Pertussis is a clinical diagnosis. According to the Center for Disease Control (CDC), a patient should have a cough lasting for two weeks or more, and at least one of the following symptoms: paroxysm of cough or inspiratory whoop, or post-tussive emesis, or apnea (for infants <1 year). The diagnosis can be confirmed with a nasopharyngeal swab sent for a culture or PCR. PCR is a preferred method since it has high specificity and sensitivity, and will remain positive late in the course of the illness. 

Azithromycin is the antibiotic of choice, since it is dosed once a day and has fewer adverse effects.
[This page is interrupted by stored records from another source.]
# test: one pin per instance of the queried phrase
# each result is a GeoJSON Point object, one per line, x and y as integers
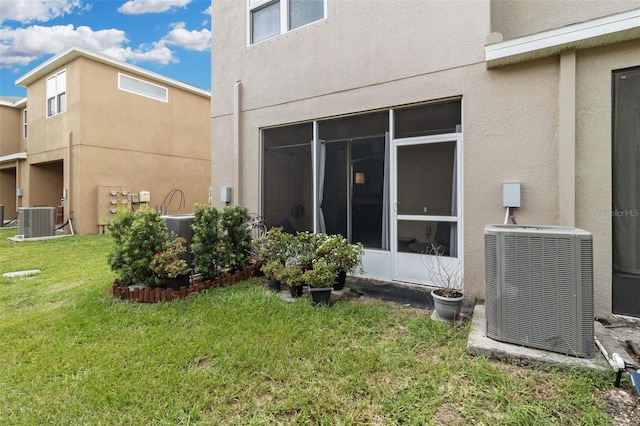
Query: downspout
{"type": "Point", "coordinates": [237, 139]}
{"type": "Point", "coordinates": [567, 139]}
{"type": "Point", "coordinates": [67, 206]}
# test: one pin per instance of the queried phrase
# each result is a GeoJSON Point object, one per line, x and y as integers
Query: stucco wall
{"type": "Point", "coordinates": [10, 130]}
{"type": "Point", "coordinates": [517, 18]}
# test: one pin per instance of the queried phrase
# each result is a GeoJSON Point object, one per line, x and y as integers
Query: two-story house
{"type": "Point", "coordinates": [95, 133]}
{"type": "Point", "coordinates": [397, 124]}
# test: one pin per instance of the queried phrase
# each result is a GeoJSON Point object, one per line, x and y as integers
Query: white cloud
{"type": "Point", "coordinates": [18, 47]}
{"type": "Point", "coordinates": [138, 7]}
{"type": "Point", "coordinates": [158, 53]}
{"type": "Point", "coordinates": [26, 11]}
{"type": "Point", "coordinates": [191, 40]}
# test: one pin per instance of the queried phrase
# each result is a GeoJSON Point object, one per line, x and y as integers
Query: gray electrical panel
{"type": "Point", "coordinates": [539, 287]}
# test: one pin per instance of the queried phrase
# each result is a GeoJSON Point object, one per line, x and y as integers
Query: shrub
{"type": "Point", "coordinates": [169, 263]}
{"type": "Point", "coordinates": [236, 237]}
{"type": "Point", "coordinates": [206, 245]}
{"type": "Point", "coordinates": [138, 236]}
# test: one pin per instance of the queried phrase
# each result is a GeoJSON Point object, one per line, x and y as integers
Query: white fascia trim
{"type": "Point", "coordinates": [561, 38]}
{"type": "Point", "coordinates": [13, 157]}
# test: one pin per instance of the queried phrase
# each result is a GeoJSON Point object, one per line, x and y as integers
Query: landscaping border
{"type": "Point", "coordinates": [159, 294]}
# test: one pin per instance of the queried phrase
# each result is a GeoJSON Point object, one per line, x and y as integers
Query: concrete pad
{"type": "Point", "coordinates": [480, 344]}
{"type": "Point", "coordinates": [21, 274]}
{"type": "Point", "coordinates": [21, 238]}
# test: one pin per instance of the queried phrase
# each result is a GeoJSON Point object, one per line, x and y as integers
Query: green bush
{"type": "Point", "coordinates": [138, 236]}
{"type": "Point", "coordinates": [206, 244]}
{"type": "Point", "coordinates": [236, 237]}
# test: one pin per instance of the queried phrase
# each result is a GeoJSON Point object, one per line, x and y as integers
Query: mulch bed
{"type": "Point", "coordinates": [159, 294]}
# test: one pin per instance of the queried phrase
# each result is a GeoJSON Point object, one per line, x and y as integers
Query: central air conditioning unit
{"type": "Point", "coordinates": [539, 287]}
{"type": "Point", "coordinates": [36, 221]}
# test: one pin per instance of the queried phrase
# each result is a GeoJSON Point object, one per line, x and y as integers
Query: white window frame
{"type": "Point", "coordinates": [56, 94]}
{"type": "Point", "coordinates": [164, 98]}
{"type": "Point", "coordinates": [253, 5]}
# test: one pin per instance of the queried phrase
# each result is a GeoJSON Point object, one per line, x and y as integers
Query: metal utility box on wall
{"type": "Point", "coordinates": [539, 287]}
{"type": "Point", "coordinates": [110, 198]}
{"type": "Point", "coordinates": [36, 221]}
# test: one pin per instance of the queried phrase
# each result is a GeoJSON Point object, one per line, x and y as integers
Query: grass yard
{"type": "Point", "coordinates": [70, 354]}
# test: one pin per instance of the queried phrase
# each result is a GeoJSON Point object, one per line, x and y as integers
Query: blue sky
{"type": "Point", "coordinates": [169, 37]}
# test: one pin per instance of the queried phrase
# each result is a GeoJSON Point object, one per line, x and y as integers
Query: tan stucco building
{"type": "Point", "coordinates": [397, 123]}
{"type": "Point", "coordinates": [94, 132]}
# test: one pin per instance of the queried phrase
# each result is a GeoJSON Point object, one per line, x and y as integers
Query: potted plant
{"type": "Point", "coordinates": [169, 265]}
{"type": "Point", "coordinates": [292, 275]}
{"type": "Point", "coordinates": [272, 270]}
{"type": "Point", "coordinates": [321, 278]}
{"type": "Point", "coordinates": [448, 297]}
{"type": "Point", "coordinates": [346, 258]}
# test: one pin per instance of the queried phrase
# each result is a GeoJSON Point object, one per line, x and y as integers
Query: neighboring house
{"type": "Point", "coordinates": [94, 132]}
{"type": "Point", "coordinates": [12, 150]}
{"type": "Point", "coordinates": [396, 123]}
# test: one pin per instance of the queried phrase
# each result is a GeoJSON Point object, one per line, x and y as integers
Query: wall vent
{"type": "Point", "coordinates": [539, 287]}
{"type": "Point", "coordinates": [36, 221]}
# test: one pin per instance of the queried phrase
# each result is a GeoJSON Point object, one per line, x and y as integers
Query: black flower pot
{"type": "Point", "coordinates": [321, 295]}
{"type": "Point", "coordinates": [340, 280]}
{"type": "Point", "coordinates": [296, 291]}
{"type": "Point", "coordinates": [273, 285]}
{"type": "Point", "coordinates": [177, 282]}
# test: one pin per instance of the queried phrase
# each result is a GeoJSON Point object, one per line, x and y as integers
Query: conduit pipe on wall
{"type": "Point", "coordinates": [237, 138]}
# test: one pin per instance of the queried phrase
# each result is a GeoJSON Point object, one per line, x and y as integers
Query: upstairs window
{"type": "Point", "coordinates": [143, 88]}
{"type": "Point", "coordinates": [57, 94]}
{"type": "Point", "coordinates": [269, 18]}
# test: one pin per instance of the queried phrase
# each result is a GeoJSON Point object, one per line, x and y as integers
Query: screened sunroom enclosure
{"type": "Point", "coordinates": [389, 179]}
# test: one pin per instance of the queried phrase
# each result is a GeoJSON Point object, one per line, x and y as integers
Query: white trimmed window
{"type": "Point", "coordinates": [57, 94]}
{"type": "Point", "coordinates": [269, 18]}
{"type": "Point", "coordinates": [143, 88]}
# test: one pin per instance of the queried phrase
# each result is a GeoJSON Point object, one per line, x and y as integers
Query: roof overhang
{"type": "Point", "coordinates": [75, 52]}
{"type": "Point", "coordinates": [13, 157]}
{"type": "Point", "coordinates": [598, 32]}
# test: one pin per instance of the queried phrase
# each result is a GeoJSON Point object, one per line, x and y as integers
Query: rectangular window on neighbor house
{"type": "Point", "coordinates": [143, 88]}
{"type": "Point", "coordinates": [56, 89]}
{"type": "Point", "coordinates": [269, 18]}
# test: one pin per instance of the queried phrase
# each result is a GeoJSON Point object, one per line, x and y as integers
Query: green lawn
{"type": "Point", "coordinates": [70, 354]}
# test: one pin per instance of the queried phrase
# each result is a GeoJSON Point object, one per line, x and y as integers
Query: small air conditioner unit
{"type": "Point", "coordinates": [539, 287]}
{"type": "Point", "coordinates": [36, 221]}
{"type": "Point", "coordinates": [181, 226]}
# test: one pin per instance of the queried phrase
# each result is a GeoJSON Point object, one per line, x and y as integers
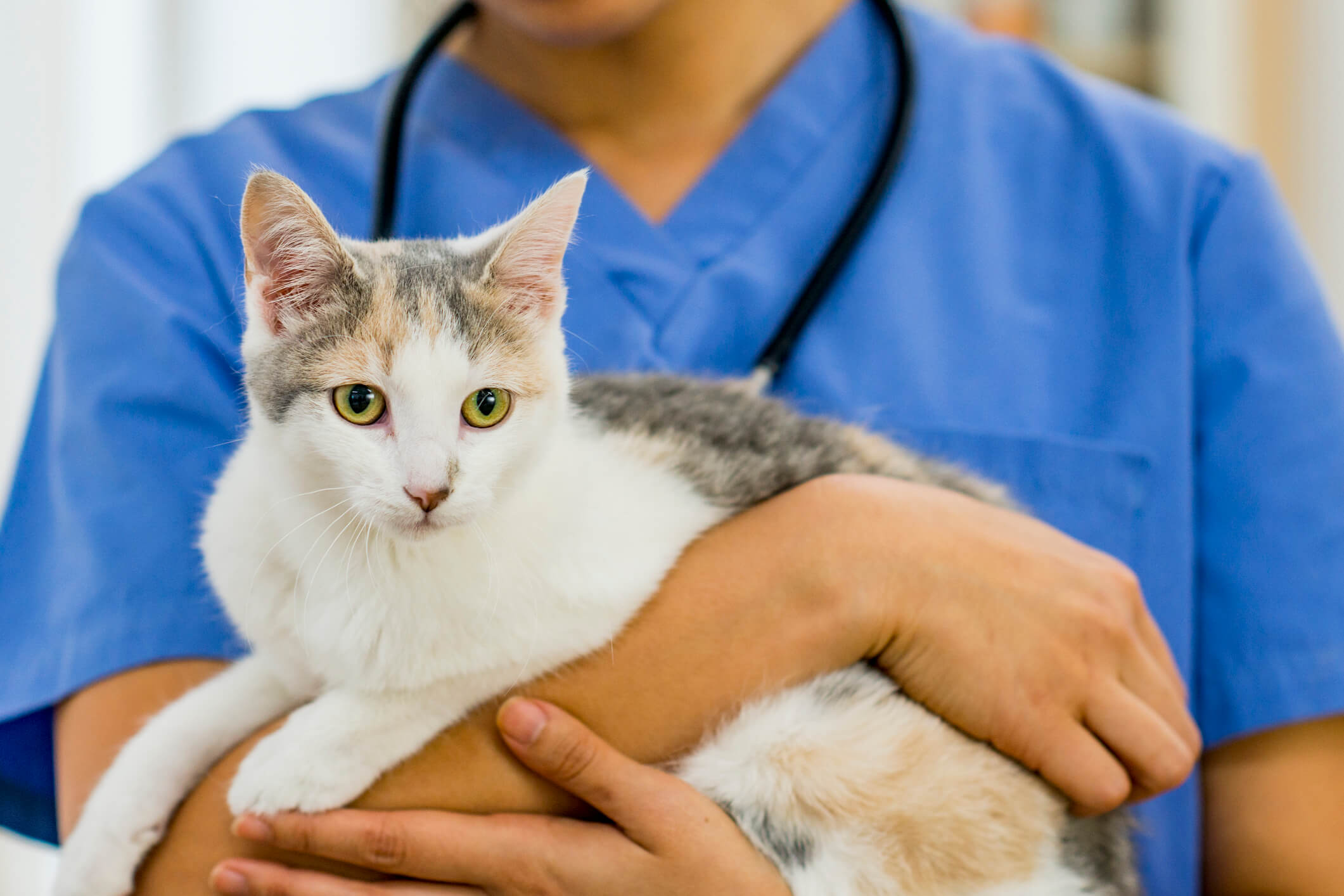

If started early in the course of the illness (Catarrhal Phase), it can shorten the course and reduce severity of the illness. Once a patient enters Paroxysmal Phase, antibiotics are no longer effective since clinical symptoms are toxin mediated at that point. Unfortunately, because Catarrhal Phase look a lot like common cold, the diagnosis is not made at the time and the window of opportunity is missed.

The burden of whooping cough can be prevented through appropriate vaccination. American Academy of Pediatrics (AAP) and CDC recommend DTap to be given at 2 month, 4 month and 6 month pediatric well visits, followed by boosters at age 15-18 month and 4-6 years of age. Due to waning immunity overtime, a Tdap booster is recommended between ages 11-12 years.

Every pregnant female should receive Tdap after 20 weeks of gestation or right after birth. The CDC also recommends that all family members and caregivers be vaccinated as well to create “cocooning” affect until the infant is old enough to receive recommended vaccines. These vaccines are effective and safe. Multiple studies have been done, which failed to show any link between vaccine and brain damage. The most common adverse reactions are local swelling, redness, and pain, which are short-lived.